68549, supra at 109-110. Thus, no additional weight was
required for these articles. Contrast Doe, Sex Offender
Registry Bd. No. 151564 v. Sex Offender Registry Bd., 456 Mass.
612, 621-622 (2010).
c. Examiner's weighing of relevant factors. Having
carefully reviewed the hearing officer's thorough written
decision, we are satisfied that the examiner's decision to
classify Doe as a level two sex offender was supported by the
requisite clear and convincing evidence. See Doe, Sex Offender
5 Because the examiner here did not reject the disputed articles or the research reflected in them, Doe's reliance on our unpublished decision in Doe, Sex Offender Registry Bd. No. 40665 v. Sex Offender Registry Bd., 100 Mass. App. Ct. 1114 (2021), is misplaced.
7 Registry Bd. No. 380316 v. Sex Offender Registry Bd., 473 Mass.
297, 300 (2015). The decision reflected an appropriate
"qualitative analysis of the individual sex offender's history
and personal circumstances," 803 Code Mass. Regs. § 1.33, and
the reasons for the examiner's decision are readily discernable.
See G. L. c. 178K, § 2 (b). Specifically, the examiner
identified each factor that she applied and explained the reason
for its application. In most instances, the examiner also
specified the weight she assigned to the factor based on the
specifics of Doe's case; where she did not do so explicitly, the
weight attached was implied. See note 3, supra. Notably, given
Doe's challenge to the hearing examiner's consideration of his
seventeen years of offense-free time in the community, the
examiner gave "full [mitigating] weight" to factor 29.

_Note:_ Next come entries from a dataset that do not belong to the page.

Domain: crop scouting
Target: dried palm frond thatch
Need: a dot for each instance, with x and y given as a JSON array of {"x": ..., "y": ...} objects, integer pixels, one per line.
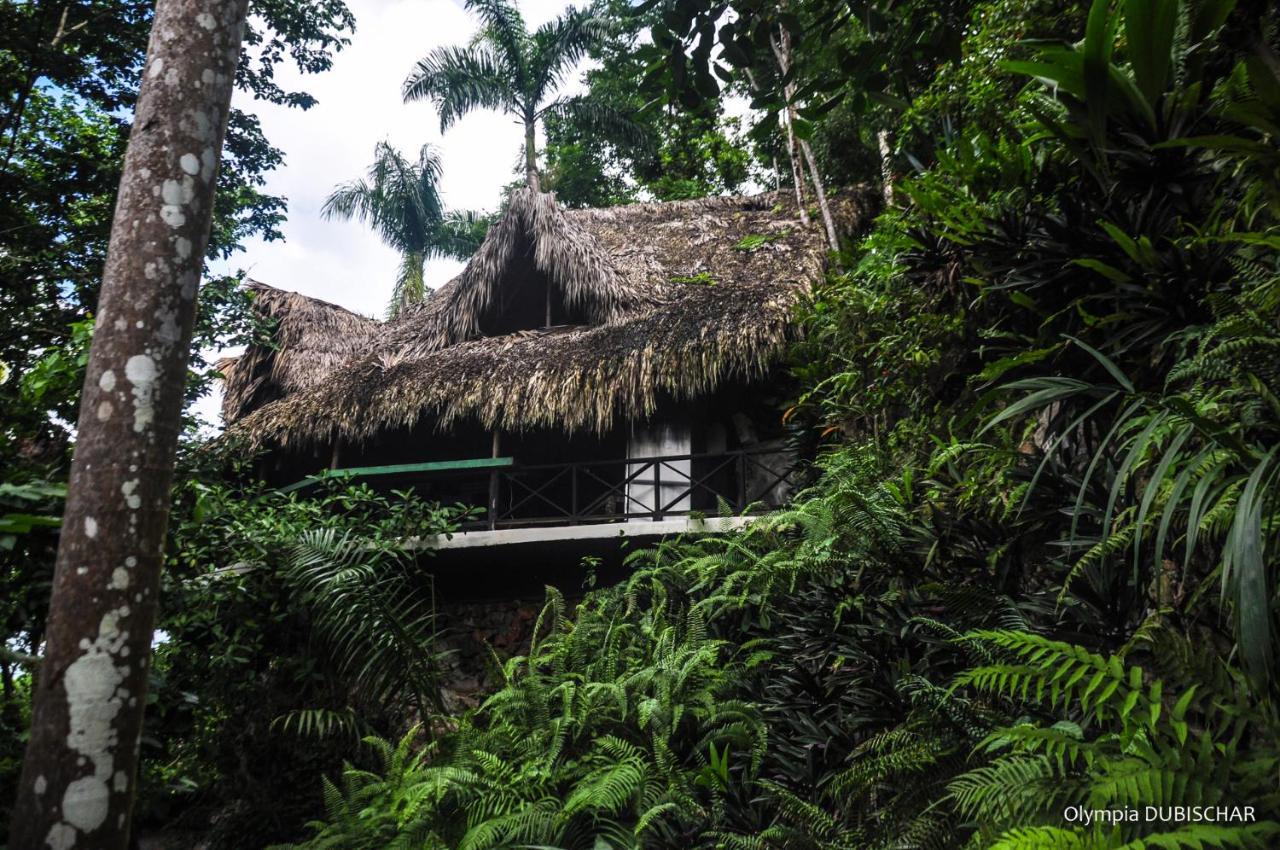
[
  {"x": 679, "y": 297},
  {"x": 311, "y": 337}
]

The hearing examiner was required to consider both the
board's evidence and "whatever in the record fairly detracts
from its weight." New Boston Garden Corp. v. Assessors of
Boston, 383 Mass. 456, 466 (1981), quoting Cohen v. Board of
Registration in Pharmacy, 350 Mass. 246, 253 (1966). We are
satisfied that the examiner conducted a proper assessment of the
evidence, and that her "[analytical] path may reasonably be
discerned" from her decision. NSTAR Elec. Co. v. Department of
Pub. Utils., 462 Mass. 381, 387 (2012), quoting Costello v.

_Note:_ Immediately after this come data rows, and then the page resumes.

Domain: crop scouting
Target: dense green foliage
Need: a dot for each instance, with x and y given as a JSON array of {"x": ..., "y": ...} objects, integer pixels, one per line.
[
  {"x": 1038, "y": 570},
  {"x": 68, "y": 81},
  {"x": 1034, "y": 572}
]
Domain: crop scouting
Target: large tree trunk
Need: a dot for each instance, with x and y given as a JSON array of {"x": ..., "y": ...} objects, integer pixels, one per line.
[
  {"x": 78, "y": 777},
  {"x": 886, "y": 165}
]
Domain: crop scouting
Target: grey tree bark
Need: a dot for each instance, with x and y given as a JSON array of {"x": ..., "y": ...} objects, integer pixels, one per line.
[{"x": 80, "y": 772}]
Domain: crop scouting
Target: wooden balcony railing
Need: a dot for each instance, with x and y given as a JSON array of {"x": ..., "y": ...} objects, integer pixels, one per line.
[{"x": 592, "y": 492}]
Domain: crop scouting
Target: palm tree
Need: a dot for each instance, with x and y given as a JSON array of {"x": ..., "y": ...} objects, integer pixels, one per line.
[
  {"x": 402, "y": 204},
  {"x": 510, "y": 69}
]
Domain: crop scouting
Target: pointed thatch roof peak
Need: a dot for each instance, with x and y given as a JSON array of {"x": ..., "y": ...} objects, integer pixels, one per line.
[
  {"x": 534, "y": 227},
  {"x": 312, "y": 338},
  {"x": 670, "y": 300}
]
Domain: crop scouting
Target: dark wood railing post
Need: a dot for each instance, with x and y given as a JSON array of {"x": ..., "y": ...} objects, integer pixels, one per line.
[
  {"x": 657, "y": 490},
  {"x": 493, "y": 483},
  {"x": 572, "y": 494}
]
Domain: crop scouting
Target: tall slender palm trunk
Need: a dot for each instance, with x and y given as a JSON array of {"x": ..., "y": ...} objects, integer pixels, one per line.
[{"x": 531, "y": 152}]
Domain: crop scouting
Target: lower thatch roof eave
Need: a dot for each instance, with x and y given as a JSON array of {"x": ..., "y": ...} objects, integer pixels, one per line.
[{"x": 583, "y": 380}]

8 Department of Pub. Utils., 391 Mass. 527, 535-536 (1984). See
Doe, Sex Offender Registry Bd. No. 136652 v. Sex Offender
Registry Bd., 81 Mass. App. Ct. 639, 651 (2012) ("the
classification [must be] based on a sound exercise of informed
discretion rather than the mechanical application of a checklist
or some other reflex").
Judgment affirmed.
By the Court (Massing, Hand & Smyth, JJ.6),
Clerk
Entered: December 27, 2024.
6 The panelists are listed in order of seniority.